3. Policy side: regulatory overweighting and lack of protection
dow and Aaron Xinke both mentioned "strict European supervision" and "increased regulatory pressure"-the European Chemicals Agency (ECHA)'s REACH regulations and other high compliance requirements, significantly increasing the production, testing and filing costs of enterprises. Ineos pointed out that "lack of tariff protection" has enabled imported products from low-cost regions to impact the local market without barriers and become a key factor in crushing high-cost factories.
1. Regional supply contraction and adjustment of global trade flows
the supply capacity of key chemicals in Europe has declined significantly: polyether polyols have been reduced by 94000 tons/year, synthetic rubber by 140000 tons/year, and the supply of basic chemicals such as epoxy resin and chlorine has also been affected. Dow (capacity transfer), Shengxi (external procurement) and other enterprises by "closing high-cost capacity + restructuring the supply chain" response, in the short term may exacerbate the European regional chemical price volatility, while promoting global trade flows to Asia, the Middle East capacity concentration area tilt.

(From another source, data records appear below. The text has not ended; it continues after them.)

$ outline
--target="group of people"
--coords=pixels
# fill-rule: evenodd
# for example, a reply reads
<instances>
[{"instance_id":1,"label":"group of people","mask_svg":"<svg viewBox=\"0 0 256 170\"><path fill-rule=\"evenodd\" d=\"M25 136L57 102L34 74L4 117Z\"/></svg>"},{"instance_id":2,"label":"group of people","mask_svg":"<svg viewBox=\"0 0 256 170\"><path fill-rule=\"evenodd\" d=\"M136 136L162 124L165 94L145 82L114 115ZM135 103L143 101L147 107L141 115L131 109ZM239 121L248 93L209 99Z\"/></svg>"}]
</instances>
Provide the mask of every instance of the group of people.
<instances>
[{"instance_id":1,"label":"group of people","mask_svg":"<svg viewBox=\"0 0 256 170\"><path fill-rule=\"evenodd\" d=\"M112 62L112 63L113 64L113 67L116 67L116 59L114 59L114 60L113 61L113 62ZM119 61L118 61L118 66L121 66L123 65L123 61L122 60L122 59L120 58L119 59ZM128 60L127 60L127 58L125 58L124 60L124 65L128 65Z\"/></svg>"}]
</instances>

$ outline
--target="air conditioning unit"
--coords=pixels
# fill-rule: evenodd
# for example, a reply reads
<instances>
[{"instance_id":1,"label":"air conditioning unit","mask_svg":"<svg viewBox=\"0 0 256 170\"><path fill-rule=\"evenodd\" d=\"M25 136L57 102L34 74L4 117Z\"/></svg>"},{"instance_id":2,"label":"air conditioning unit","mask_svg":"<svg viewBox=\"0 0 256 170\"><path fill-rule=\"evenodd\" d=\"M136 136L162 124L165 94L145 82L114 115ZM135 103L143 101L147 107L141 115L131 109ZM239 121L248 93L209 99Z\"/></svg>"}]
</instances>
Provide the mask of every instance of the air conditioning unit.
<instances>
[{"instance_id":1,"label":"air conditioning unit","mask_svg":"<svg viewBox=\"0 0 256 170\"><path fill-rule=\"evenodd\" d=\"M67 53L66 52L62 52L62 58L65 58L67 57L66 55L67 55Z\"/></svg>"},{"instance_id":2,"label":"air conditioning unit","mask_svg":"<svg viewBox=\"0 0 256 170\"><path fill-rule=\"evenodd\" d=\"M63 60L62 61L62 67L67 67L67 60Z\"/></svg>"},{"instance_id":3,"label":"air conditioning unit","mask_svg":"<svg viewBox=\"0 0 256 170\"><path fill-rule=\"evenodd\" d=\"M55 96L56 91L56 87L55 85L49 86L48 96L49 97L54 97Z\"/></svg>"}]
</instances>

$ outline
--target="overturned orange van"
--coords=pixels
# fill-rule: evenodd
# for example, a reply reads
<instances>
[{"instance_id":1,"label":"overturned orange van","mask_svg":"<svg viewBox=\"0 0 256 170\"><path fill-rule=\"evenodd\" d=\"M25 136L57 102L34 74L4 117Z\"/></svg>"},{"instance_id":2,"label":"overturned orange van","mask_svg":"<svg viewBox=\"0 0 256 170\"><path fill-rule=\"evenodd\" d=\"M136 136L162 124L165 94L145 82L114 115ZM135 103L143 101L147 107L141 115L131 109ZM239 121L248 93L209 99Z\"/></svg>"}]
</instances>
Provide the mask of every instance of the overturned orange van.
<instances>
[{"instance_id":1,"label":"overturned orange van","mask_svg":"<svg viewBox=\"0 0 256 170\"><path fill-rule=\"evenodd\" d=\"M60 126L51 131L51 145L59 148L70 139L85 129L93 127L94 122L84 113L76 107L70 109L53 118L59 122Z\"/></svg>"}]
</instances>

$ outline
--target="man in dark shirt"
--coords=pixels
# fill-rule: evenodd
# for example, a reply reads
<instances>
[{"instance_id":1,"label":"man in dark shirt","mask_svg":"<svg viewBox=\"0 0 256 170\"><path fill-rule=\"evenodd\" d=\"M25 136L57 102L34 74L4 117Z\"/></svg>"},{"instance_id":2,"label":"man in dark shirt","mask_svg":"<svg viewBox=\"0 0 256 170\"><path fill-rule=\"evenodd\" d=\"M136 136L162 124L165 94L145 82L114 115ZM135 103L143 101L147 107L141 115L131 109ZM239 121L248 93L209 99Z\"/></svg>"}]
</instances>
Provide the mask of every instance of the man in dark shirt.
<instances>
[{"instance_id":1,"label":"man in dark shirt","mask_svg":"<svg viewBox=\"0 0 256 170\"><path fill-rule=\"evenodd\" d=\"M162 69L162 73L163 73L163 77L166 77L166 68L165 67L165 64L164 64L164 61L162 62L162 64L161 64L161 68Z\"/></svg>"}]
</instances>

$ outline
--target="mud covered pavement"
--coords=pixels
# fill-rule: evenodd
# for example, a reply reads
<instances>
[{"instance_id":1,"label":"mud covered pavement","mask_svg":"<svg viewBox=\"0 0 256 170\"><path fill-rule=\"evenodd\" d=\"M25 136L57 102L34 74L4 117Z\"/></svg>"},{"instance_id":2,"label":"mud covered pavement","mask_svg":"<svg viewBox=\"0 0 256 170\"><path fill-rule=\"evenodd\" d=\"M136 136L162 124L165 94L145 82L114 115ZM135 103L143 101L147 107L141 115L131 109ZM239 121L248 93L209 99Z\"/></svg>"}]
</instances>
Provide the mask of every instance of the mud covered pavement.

2. China's chemical industry ushered in alternative opportunities
china's polyether polyol industry has formed a clear competitive advantage: the concentration of industry production capacity will reach 48% in 2024 (accounting for the proportion of production capacity of TOP10 enterprises), and head enterprises such as Wanhua Chemical and Longhua New Materials will accelerate the expansion of production. According to the "14th Five-Year Plan" expansion map of China's polyether industry, the new production capacity of domestic polyether polyol will exceed 4 million tons/year from 2025 to 2029 (planning value, and the actual release progress will be affected by EIA and construction cycle). The withdrawal of European production capacity creates a window period for China's high-end product exports, especially high molecular weight polyether, graft polyether, special polyether (such as Wanhua Chemical Penglai project involved in high rebound polyether, differentiated EOD, water reduction agent polyether) and other high-value-added categories, is expected to fill the European market vacancy.
Short-term: Traders can focus on the supply gap of European epoxy resin, polyether polyols and other products, relying on the domestic 1.68 million tons/year polyether export base (2024 data) to seize market share;
long-term: Manufacturers need to accelerate the landing of high-end production capacity (such as Wanhua Chemical Penglai polyether EOD expansion project), to avoid soft foam, hard foam basic polyether "profit meager" industry pain points, to high value-added products transformation.